Это значит: существуют обстоятельства, когда интеллигент обязан применить силу ради идеалов свободы и познания. Сожалея, зная, что выбирает хоть и меньшее, а все же зло, он обязан ударить.  

Храм культуры

Культура, по мнению Стругацких, является видимым, осязаемым плодом деятельности интеллигенции. Именно так: интеллигенция — созидатель культуры и коллективный жрец в ее храме.

В романе «Град обреченный», программной вещи Стругацких, один из обаятельных и дорогих авторскому дуэту героев, некто Изя, истинный гимн поет во славу храма культуры. Здесь стоит привести обширную цитату, дабы стало понятно: Стругацкие вставили в текст романа микроэссе, содержащее плод их раздумий, важную для них концепцию. 

Итак: «А Изя все разглагольствовал там насчет здания культуры... 

...Все прочее — это только строительные леса у стен храма, говорил он. Все лучшее, что придумало человечество за сто тысяч лет, все главное, что оно поняло и до чего додумалось, идет на этот храм. Через тысячелетия своей истории, воюя, голодая, впадая в рабство и восставая, жря и совокупляясь, несет человечество, само об этом не подозревая, этот храм на мутном гребне своей волны. Случается, оно вдруг замечает на себе этот храм, спохватывается и тогда либо принимается разносить этот храм по кирпичикам, либо судорожно поклоняться ему, либо строить другой храм, по соседству и в поношение, но никогда оно толком не понимает, с чем имеет дело, и, отчаявшись как-то применить храм тем или иным манером, очень скоро отвлекается на свои, так называемые насущные нужды: начинает что-нибудь уже тридцать три раза деленное делить заново, кого-нибудь распинать, кого-нибудь превозносить — а храм знай себе все растет и растет из века в век, из тысячелетия в тысячелетие, и ни разрушить его, ни окончательно унизить невозможно... Самое забавное… что каждый кирпичик этого храма, каждая вечная книга, каждая вечная мелодия, каждый неповторимый архитектурный силуэт несут в себе спрессованный опыт этого самого человечества, мысли его и мысли о нем, идеи о целях и противоречиях его существования; что каким бы он ни казался отдельным от всех сиюминутных интересов этого стада самоедных свиней, он, в то же время и всегда, неотделим от этого стада и немыслим без него... Храм этот никто, собственно, не строит сознательно.

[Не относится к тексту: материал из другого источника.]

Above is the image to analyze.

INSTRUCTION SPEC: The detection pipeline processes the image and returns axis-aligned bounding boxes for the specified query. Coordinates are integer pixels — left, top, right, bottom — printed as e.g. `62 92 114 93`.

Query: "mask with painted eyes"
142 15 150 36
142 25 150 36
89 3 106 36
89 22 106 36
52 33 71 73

Его нельзя спланировать заранее на бумаге или в некоем гениальном мозгу, он растет сам собою, безошибочно вбирая в себя все лучшее, что порождает человеческая история... Ты, может быть, думаешь, спрашивал Изя язвительно, что сами непосредственные строители этого храма — не свиньи? Господи, да еще какие свиньи иногда! Вор и подлец Бенвенуто Челлини, беспробудный пьяница Хемингуэй, педераст Чайковский, шизофреник и черносотенец Достоевский, домушник и висельник Франсуа Вийон... Господи, да порядочные люди среди них скорее редкость! Но они, как коралловые полипы, не ведают, что творят. И все человечество — так же. Поколение за поколением жрут, наслаждаются, хищничают, убивают, дохнут — ан, глядишь, — целый коралловый атолл вырос, да какой прекрасный! Да какой прочный!» 

Для Стругацких фашист — всегда враг культуры и сторонник традиции. А традиция, как им мыслится, представляет собой стремление увековечить древнюю привычку человечества бездумно «жрать, наслаждаться, хищничать и убивать». Конечно, терминологически это никоим образом не точно. Консервативная философия выработала целую гроздь определений традиции, и Стругацкие нигде не соответствуют ни одному из них. Скорее, у них есть собственная трактовка: «традиция» поставлена в соответствие понятиям «бездеятельность», «отсутствие развития», «отсутствие умственных интересов и умственной вольности». Поэтому лишь откровенный чужак, откровенный фашист, как некий Фриц из того же романа, может повторить слова гитлеровского бонзы: «Когда я слышу слово культура, я хватаюсь за пистолет!» Для такого интеллигенты — хлюпики и болтуны, «вечный источник расхлябанности и дезорганизации». 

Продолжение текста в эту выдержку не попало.